Global markets and specifically the European markets were relieved of their anxiety thanks to a smoothly executed rescue of Spain’s struggling Banco Popular.
Spain’s biggest bank Santander absorbed Popular for a nominal one euro. As the morning wore on the success of the process pushed shares in many major banks higher, supporting a recovery for Madrid’s stock market and fending off this week’s broadly weaker mood.
Analysis say that while the absorption and the subsequent effect on the markets are a huge positive, it also underlines the risks to growth, banking and government debt burdens that are likely to delay a major switch in language and policy direction by the European Central Bank at its meeting on Thursday.
This in turn has kept the euro in check this week and it was down 0.15 per cent against the dollar in morning trade in Europe.
“Maybe tomorrow’s ECB meeting sees nothing but platitudes and disappoints a market that is getting ahead of itself,” said Societe Generale analyst Kit Juckes, “But (for us) that would be a huge euro buying opportunity, because ECB normalisation IS coming. And when it does, the euro simply won’t be able to sustain undervalued levels for long.”

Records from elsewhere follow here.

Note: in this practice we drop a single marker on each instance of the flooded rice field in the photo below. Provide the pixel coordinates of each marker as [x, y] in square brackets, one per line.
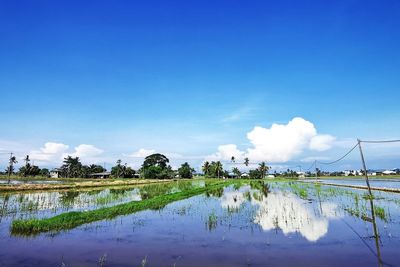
[242, 223]
[17, 182]
[389, 183]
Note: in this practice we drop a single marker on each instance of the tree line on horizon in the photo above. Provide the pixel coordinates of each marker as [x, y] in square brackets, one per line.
[155, 166]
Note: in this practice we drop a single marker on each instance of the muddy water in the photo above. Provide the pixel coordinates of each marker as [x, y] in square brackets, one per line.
[257, 224]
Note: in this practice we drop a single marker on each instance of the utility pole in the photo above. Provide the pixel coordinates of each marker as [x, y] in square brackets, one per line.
[364, 167]
[11, 166]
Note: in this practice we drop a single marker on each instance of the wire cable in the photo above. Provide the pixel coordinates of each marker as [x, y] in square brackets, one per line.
[379, 141]
[339, 159]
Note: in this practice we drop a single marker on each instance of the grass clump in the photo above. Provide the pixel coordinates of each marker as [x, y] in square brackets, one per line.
[74, 219]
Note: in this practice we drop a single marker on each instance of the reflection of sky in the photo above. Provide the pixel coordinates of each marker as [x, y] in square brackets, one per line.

European blue chip shares had risen by 0.1-0.2 percent by 0850 GMT and Madrid’s IBEX recovered from early losses to trade flat on the day. European banking shares rose 1.2 percent. Oil prices, however, were again almost 1 percent lower and the flood of money into the perceived security of Japan’s yen this week continued. It was up another 0.2 percent at 109.17 yen per dollar – a 7-week high. The greenback has lost more than 1 percent so far this week, pressured by a sharp drop in U.S. Treasury yields to seven-month lows.